Create a User Interface:
- Use Streamlit to build a front-end where users can upload images, see the scenario description, read the generated story, and listen to the audio.

Example Code

## Introduction
import streamlit as st
import requests
from transformers import pipeline
import openai

## Introduction
import os
HUGGINGFACE_API_TOKEN = os.getenv("HUGGINGFACE_API_TOKEN")
OPENAI_API_KEY = os.getenv("OPENAI_API_KEY")

## Introduction
def image_to_text(image_path):
    image_to_text_pipe = pipeline(task="image-to-text", model="your-model-name")
    result = image_to_text_pipe(image_path)[0]
    return result['generated_text']

def generate_story(scenario_text):
    openai.api_key = OPENAI_API_KEY
    prompt = f"Generate a short story based on the scenario: (scenario_text)"
    response = openai.Completion.create(
        engine="davinci",
        prompt=prompt,
        max_tokens=100
    )
    return response.choices[0].text.strip()

def text_to_speech(story_text):
    url = "https://api-inference.huggingface.co/models/your-model-name"
    headers = ("Authorization": f"Bearer {HUGGINGFACE_API_TOKEN)"}
    payload = ("inputs": story_text)
    response = requests.post(url, headers=headers, json=payload)
    with open("audio_output.flac", "wb") as audio_file:
        audio_file.write(response.content)
    return "audio_output.flac"

## Introduction
st.title("Turn Image into Audio Story")
uploaded_file = st.file_uploader("Upload an image", type=["jpg", "jpeg", "png"])

if uploaded_file:
    st.image(uploaded_file, caption="Uploaded Image")
    scenario_text = image_to_text(uploaded_file)
    story_text = generate_story(scenario_text)
    audio_file = text_to_speech(story_text)
    
    st.text(f"Scenario: (scenario_text)")
    st.text(f"Story: (story_text)")
    st.audio(audio_file, format="audio/flac")

Conclusion

Hugging Face simplifies the integration of AI models into your applications by providing easy-to-use platforms and APIs.

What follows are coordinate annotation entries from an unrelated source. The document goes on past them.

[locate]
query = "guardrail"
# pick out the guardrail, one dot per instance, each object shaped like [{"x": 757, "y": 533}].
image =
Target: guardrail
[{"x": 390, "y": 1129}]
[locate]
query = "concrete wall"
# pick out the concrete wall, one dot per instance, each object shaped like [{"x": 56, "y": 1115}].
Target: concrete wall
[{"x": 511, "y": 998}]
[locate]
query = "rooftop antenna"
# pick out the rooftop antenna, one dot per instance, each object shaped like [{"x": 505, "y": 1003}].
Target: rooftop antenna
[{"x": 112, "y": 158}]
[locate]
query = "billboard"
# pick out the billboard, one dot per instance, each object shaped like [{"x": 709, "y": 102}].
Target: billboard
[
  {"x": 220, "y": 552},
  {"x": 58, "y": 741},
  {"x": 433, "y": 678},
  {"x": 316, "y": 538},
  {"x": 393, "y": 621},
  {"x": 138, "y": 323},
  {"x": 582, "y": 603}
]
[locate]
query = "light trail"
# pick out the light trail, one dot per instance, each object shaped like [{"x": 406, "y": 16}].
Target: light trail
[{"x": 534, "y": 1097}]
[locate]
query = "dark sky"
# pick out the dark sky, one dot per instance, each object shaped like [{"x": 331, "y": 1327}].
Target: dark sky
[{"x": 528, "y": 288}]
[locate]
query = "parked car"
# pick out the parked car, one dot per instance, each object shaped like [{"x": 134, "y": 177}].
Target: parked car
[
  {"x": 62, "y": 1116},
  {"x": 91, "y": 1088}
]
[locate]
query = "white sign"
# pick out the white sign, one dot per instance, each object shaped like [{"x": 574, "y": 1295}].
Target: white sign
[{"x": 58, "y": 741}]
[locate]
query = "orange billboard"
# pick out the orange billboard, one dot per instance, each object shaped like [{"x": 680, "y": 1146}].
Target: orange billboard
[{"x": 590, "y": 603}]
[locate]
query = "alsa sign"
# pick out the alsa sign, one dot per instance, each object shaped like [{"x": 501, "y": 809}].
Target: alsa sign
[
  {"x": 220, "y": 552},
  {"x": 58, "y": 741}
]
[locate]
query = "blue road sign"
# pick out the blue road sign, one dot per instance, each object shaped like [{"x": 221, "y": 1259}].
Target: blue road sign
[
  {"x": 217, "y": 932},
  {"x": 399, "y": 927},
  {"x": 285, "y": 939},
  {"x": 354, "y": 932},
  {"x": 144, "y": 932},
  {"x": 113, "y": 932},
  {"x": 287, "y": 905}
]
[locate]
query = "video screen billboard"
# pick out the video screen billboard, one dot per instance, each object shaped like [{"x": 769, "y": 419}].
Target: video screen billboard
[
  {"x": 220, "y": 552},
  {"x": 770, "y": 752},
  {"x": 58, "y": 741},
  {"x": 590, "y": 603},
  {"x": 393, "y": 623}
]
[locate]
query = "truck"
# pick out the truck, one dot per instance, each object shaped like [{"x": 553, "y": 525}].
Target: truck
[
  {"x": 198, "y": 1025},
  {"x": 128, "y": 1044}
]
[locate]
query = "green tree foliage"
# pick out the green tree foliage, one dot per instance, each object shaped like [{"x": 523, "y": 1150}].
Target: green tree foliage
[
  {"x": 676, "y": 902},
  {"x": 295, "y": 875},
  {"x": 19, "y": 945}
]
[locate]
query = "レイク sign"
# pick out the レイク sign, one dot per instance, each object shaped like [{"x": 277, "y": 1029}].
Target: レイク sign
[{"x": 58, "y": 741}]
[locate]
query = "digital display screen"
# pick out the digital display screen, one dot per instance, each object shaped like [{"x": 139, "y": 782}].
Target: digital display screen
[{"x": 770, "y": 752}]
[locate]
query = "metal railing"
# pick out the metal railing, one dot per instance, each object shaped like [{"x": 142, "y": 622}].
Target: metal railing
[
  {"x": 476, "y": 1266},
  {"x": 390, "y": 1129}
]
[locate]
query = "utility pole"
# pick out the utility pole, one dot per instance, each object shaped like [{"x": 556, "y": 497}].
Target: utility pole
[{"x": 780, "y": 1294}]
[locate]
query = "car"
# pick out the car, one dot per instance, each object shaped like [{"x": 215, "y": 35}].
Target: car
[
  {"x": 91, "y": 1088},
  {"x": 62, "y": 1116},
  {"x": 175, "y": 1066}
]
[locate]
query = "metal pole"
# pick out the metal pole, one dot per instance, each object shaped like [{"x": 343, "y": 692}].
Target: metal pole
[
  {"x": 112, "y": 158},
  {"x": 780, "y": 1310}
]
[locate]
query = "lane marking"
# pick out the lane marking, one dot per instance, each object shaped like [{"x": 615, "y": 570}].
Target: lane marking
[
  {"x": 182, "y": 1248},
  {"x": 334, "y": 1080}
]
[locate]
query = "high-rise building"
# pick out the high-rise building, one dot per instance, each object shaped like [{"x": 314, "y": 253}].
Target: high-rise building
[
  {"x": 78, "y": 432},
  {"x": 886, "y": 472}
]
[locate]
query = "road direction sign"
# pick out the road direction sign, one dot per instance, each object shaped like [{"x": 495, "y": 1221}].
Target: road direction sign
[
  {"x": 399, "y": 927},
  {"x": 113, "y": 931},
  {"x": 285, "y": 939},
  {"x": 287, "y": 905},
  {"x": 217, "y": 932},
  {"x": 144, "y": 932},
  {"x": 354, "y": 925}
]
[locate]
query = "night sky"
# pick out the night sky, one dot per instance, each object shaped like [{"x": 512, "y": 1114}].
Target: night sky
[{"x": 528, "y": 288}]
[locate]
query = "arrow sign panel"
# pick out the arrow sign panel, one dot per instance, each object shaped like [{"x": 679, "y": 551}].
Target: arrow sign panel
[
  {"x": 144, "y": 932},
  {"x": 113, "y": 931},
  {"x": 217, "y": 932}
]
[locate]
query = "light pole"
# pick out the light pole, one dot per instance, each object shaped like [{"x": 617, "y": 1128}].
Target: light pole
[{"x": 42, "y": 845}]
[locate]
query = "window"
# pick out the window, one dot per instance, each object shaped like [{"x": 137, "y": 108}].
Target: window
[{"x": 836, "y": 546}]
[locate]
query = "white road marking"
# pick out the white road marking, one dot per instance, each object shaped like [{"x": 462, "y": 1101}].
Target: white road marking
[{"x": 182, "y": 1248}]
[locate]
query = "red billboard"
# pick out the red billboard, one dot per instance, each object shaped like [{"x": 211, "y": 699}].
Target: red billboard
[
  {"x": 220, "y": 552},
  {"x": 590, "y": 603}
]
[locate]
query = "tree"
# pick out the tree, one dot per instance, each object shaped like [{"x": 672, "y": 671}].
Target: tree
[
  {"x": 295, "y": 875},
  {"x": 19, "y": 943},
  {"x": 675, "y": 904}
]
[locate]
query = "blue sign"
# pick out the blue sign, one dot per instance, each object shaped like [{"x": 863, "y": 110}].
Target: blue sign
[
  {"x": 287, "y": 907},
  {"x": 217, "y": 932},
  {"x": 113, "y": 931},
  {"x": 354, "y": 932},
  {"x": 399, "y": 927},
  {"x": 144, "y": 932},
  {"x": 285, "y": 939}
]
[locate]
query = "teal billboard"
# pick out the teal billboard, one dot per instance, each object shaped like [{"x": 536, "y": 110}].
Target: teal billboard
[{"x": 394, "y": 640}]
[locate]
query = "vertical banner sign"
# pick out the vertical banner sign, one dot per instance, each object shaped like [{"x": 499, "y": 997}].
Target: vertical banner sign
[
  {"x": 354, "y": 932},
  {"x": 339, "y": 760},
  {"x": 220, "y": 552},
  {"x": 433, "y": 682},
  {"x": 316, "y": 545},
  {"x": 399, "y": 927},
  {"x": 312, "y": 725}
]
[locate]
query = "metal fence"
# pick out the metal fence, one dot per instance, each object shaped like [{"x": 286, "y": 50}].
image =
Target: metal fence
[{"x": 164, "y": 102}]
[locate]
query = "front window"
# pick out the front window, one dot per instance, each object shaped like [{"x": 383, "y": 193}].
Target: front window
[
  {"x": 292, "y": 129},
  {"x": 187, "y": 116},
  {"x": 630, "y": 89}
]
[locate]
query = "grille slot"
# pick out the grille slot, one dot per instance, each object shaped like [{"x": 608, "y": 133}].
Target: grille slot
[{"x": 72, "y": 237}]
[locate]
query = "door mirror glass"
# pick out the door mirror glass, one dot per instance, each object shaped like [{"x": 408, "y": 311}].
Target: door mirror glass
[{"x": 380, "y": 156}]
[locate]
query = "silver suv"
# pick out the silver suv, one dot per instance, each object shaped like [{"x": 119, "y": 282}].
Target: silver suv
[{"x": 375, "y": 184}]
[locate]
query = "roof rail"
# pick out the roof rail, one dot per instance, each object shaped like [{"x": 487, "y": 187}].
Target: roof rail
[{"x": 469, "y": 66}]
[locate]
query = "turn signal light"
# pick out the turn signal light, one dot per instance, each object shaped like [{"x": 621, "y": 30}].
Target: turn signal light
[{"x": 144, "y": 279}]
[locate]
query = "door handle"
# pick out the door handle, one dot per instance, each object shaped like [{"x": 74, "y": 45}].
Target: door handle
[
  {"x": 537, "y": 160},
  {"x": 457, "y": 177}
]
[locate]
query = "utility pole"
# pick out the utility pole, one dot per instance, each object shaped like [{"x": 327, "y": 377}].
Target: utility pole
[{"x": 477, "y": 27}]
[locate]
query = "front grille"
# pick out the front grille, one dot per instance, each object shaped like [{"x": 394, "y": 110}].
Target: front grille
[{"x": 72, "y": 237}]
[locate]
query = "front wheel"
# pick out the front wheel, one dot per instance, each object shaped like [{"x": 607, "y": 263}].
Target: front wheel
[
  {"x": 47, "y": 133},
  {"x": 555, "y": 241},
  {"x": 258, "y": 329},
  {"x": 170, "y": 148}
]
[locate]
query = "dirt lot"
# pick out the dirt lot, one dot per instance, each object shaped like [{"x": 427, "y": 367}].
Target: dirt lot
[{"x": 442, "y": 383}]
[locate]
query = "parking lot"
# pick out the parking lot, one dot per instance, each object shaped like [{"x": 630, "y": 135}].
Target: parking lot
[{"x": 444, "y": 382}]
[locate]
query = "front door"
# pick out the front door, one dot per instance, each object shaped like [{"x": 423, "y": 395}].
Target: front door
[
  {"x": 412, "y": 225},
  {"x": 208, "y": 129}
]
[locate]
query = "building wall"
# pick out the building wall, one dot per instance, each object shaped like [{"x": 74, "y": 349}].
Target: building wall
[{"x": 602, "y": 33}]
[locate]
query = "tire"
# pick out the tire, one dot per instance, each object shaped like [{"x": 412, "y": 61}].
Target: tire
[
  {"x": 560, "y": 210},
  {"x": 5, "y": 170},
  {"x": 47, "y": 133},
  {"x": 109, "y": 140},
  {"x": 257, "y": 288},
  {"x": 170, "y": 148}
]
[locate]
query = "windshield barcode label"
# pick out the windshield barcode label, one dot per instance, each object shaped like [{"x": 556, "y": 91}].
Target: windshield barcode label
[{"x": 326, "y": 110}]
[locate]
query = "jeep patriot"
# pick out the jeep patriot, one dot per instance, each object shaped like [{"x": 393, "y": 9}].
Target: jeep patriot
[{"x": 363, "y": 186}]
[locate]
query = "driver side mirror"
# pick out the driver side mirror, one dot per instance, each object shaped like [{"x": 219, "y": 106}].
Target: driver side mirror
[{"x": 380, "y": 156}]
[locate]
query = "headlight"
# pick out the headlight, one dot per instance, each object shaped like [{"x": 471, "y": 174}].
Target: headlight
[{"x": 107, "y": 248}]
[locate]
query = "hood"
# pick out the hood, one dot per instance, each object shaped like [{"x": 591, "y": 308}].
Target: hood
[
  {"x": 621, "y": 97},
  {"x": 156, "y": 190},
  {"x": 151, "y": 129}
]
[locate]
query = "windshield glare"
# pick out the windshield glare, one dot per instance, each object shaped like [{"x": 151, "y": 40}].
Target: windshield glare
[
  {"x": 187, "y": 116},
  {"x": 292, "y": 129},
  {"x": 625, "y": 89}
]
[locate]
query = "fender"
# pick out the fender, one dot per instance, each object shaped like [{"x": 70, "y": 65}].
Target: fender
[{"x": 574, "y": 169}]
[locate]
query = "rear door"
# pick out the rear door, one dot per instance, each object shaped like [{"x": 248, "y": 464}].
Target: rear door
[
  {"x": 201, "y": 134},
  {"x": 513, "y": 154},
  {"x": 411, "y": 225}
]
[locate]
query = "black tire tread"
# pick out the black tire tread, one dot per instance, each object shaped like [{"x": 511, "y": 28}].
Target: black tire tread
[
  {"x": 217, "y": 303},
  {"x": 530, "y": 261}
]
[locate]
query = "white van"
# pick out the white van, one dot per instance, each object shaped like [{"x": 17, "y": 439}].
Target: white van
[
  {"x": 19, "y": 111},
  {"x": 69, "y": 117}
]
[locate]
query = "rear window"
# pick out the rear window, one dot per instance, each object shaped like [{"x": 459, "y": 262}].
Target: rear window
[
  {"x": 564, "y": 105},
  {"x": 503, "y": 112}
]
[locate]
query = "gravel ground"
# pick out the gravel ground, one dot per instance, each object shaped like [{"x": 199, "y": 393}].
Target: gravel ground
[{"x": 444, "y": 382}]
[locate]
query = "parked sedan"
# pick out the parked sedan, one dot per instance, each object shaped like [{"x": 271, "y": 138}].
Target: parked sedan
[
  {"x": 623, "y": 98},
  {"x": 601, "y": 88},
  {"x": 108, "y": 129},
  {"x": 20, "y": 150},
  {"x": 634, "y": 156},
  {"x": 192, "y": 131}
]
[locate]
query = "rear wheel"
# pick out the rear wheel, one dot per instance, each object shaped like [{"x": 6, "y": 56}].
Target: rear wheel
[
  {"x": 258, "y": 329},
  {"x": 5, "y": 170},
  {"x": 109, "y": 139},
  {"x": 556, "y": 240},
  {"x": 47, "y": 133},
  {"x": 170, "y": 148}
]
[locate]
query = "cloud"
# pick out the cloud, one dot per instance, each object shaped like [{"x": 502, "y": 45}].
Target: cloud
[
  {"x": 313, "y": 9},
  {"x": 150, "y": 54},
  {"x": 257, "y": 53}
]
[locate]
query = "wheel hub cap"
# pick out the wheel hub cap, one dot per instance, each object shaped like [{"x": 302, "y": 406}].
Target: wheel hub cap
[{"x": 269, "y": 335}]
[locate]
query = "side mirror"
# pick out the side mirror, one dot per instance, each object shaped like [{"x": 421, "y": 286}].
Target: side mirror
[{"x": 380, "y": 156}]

Whether you prefer to use their hosted models or download them locally, Hugging Face offers a robust toolkit for AI developers.

Keywords

AI Models
Hugging Face
Langchain
Streamlit
Image-to-Text
Text-to-Speech
GPT-3.5
Inference API
Datasets
Spaces

FAQ

Q1: What is Hugging Face? A: Hugging Face is an AI platform that offers over 200,000 different types of AI models covering tasks like image-to-text, text-to-speech, and more.

Q2: How can I access Hugging Face models? A: You can access models through Hugging Face’s hosted version, directly via their website, or by using APIs and downloading the models locally.

Q3: What libraries are needed to build an AI App using Hugging Face and Langchain? A: Essential libraries include Transformers, Streamlit, requests, and openai.

Q4: What is Langchain? A: Langchain is a library that enables the integration of various language models for tasks such as generating text, stories, or other language-related tasks.

Q5: How can I create a user interface for my AI app? A: Use Streamlit to create an interactive UI where users can upload files and see results like generated text or audio.